Tuesday, September 23, 2008

'Ghost Town' deserves more box office receipts!

Ghost Town (2008)
Starring: Ricky Gervais, Tea Leoni and Greg Kinnear
Director: David Koepp
Rating: Eight of Ten Stars

After misanthropic dentist Bertram Pincus (Gervais) dies during an operation and is brought back to life, he gains the ability to see and speak to the spirits of the dead. One of them (Kinnear) badgers Pincus into breaking up his widow's new relationship because he fears she is marrying a gold digger. In the process, Pincus finds himself falling in love with the widow (Leoni) and finally starts living life. But can love find a way when the spirits of the dead are being pests?

"Ghost Town" is a touching film about living life when we can and recognizing love and taking advantage of it when it comes our way.
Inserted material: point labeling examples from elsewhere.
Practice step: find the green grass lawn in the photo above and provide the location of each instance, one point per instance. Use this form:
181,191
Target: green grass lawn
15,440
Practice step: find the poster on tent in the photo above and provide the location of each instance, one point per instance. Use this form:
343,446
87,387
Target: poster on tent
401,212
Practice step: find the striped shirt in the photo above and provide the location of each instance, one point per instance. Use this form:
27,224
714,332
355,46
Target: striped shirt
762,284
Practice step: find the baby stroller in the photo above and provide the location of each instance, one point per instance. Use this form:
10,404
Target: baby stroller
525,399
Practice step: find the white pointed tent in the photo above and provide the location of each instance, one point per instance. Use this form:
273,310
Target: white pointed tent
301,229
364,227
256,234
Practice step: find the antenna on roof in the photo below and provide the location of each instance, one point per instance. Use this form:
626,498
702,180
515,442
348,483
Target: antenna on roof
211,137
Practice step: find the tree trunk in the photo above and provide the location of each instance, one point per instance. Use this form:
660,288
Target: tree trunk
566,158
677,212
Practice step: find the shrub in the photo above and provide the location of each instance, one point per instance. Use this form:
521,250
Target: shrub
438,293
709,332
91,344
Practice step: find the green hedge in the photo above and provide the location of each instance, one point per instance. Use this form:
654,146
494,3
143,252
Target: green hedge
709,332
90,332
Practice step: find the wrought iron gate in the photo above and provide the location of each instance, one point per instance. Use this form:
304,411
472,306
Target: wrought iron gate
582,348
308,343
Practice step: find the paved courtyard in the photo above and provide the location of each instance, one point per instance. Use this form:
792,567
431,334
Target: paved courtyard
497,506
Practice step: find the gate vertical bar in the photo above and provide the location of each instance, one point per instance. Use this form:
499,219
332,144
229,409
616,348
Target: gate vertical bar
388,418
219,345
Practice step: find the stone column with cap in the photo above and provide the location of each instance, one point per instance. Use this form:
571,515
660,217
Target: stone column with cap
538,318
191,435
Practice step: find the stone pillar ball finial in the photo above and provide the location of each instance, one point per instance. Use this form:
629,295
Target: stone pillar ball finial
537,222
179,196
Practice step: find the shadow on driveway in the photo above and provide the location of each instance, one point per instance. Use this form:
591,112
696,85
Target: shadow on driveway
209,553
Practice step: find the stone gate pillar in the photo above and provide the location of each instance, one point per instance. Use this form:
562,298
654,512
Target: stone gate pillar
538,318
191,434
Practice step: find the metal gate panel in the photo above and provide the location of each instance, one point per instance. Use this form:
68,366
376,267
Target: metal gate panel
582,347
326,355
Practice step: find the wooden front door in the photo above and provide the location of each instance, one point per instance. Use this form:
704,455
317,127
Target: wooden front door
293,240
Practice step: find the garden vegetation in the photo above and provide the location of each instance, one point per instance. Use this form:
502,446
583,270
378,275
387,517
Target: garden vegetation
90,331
It delivers its messages in quirky and very oblique ways, with the love between Pincus and the widow first starting to bloom over the mummified remains of an Egyptian prince and Greg Kinnear's character only discovering how truly to love after he's already dead.

Although it deals with weighty subjects, the film keeps a breezy pace and an upbeat atmosphere throughout, an atmosphere that's enhanced by the inherent charm possessed by and on-screen chemistry generated by the the film's three stars--Ricky Gervais, Greg Kinnear and Tea Leoni.

Gervais and Kinnear play characters who aren't terribly likable, yet the charm of the actors is such that the audience spends the film wanting them to reform their ways and find the happiness they both need. It is also infused with humor that ranges from subtle to borderline slapstick, with every single scene offering something that will at the very least have you smiling but more often than not have you chuckling or laughing loudly. (Even the tagline brought a grin to my face: "He sees dead people... and they annoy him." It's funny and it's also a perfect summary of the movie!)

If you're a lover of ghost movies, the film is also worth checking out due to its unusual ideas for what causes hauntings. Given the last ghost movie I saw from David Koepp--"Stir of Echoes" (click here to read my review)--was pretty traditional, it was a pleasant surprise to see something fresh and original here, a twist in keeping with the overall themes of the story but still one that comes as a surprise.

"Ghost Town" had an undeservedly weak opening weekend, debuting in 8th place in the US box office. I recommend you check it out before it's gone. (That recommendation goes twice if you've complained about the lack of good, well-crafted and intelligent movies in the the theaters recently. If you don't support the good movies with your dollars, we're just going to see more and more crap showing up on the big screen.)

Tuesday, September 9, 2008

UFOs, mysticism clash in 'Black Harvest'

Black Harvest (2007)
Story and Art: Josh Howard
Rating: Seven of Ten Stars

An investigative journalist (for a blog) comes to a small Texas town to witness an annual display of lights in the skies that have elevated the area to a Roswell-like reverence among UFO enthusiasts. When he almost runs over a young woman in the road--a young woman who vanished without a trace three years ago and now has returned under equally mysterious circumstances--he finds himself tangled in a web of treachery, deceit and unholy bargains where the payment is coming due.

"Black Harvest" is an excellent graphic novel from the pen of writer/artist Josh Howard, the creator of the zombie series "Dead@17" and "The Lost Books of Eve". Like those other works, this book incorporates touches of Christianity (although less than "Dead@17" and far less than "The Lost Books of Eve") into a creepy tale that will remind you of "The X-Files" television series at its best.

Howard continues to refine both his writing and artwork since the debut of "Dead@17" and here he delivers a perfectly paced story where he creates a dark world where aliens, supernatural horrors, secret socieites and dark secrets can and will consume entire communities. Howard's story is sharpened by skillfully written dialogue that gives each character a unique voice and personality, bringing them fully to life and making us care about their fates.

Unfortunately, while Howard does a fabulous job at building tension and juggling several mysteries, midirections and disparate elements that would clash and create a jumbled sloppy mess in the hands of a lesser creator (like what happened with "The X-Files" at its worst), he doesn't quite manage to deliver a finale that's worthy of the build-up. The end of the book is a disappointment and something of a cop-out. I was left asking myself "That's all?", but not in the way that had me wondering if there was going to be a "Black Harvest 2".

The weak ending aside, "Black Harvest" is a well-written, well-drawn book that will be an enjoyable read for anyone who likes a little dark conspiracy and strange beings from beyond with their horror fiction.